Except, when she launched Bread’s first product under CODB, the slick-hold gel, the response was next to none. “[We had] almost no sales,” she said about the gel, which was formulated to slick 4C hair into updos for up to 12 hours. “I did what I thought worked at Topicals for Bread,” she says. As a self-funded acquisition, “I have spent basically my life’s savings trying to revive this brand.”
Olowe decided to go straight to the source, her community, to find out what was going wrong with Bread. “What did we do wrong in our rollout and our marketing that didn’t land really well with our audience? Was it the brand positioning? Was it not clear what the product did? Did we not see enough before and afters?”
Back at square one, her community answered. In the comments, some say they were confused why the brand was called “Bread” and since it is, why the products don’t follow the same theme. For example, a hair gel being called “jam” or a gloss coined the “glaze.” Meanwhile, others say they didn’t even know Bread was for Black women. “The models were usually mixed so I quit looking at the brand,” one comment read. To another comment, Olowe made a response video.
While some suggested Bread be an extension of Topicals, one commenter Blessing Nwodo said the two brands’ customers are “totally different.” “I actually did not want Bread and Topicals to be the same person [and] wanted to build different worlds for each brand,” Olowe responded. But, “I almost feel like that’s where I made a mistake.”

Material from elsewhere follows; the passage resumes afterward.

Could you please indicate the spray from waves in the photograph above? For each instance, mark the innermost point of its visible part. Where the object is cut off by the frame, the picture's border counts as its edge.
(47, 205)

Looking back at her first-ever Bread campaign, the A Love Like Ours film, she says she received backlash from the Bread community saying they didn’t like how much the brand emulated Topicals. “I thought I didn’t do the right thing by trying to bring more of my own vision for the brand to the marketing and storytelling,” she said.
Trying to find the sweet spot between preserving the founding vision while positioning the brand for growth and commercial success, it’s a question Olowe said she’s been struggling with over the past year. “I think that’s also impacted the growth of the company,” she said.
For one, Bread’s hair-oil everyday gloss is a fan-favorite. Except, she says it has no real function other than fragrance (and acting as lip gloss for your hair). “That is a very different business than what I’m used to which is function that we can then wrap in culture,” she said, referring to Topicals.
Deciding whether to lean into her or Bread’s original vision, it’s worth mentioning Bread was sold to Olowe for a reason. “They understand what it takes to build a generational defining brand in this market and I can’t wait to see where they want to take the brand,” Bread’s founder Maeva Heim told ESSENCE right after the acquisition. And, that means not being afraid to Olowe-ify the brand like she did Topicals (but in a Bread haircare way).
Taking in her community’s feedback, Olowe is re-learning how to launch another successful business. Starting from scratch, “I felt so much pressure to be successful because Topicals was successful,” she said. “This video is just to push myself to remember it’s actually okay to fail.” And, when she succeeds, this moment will just be part of the story.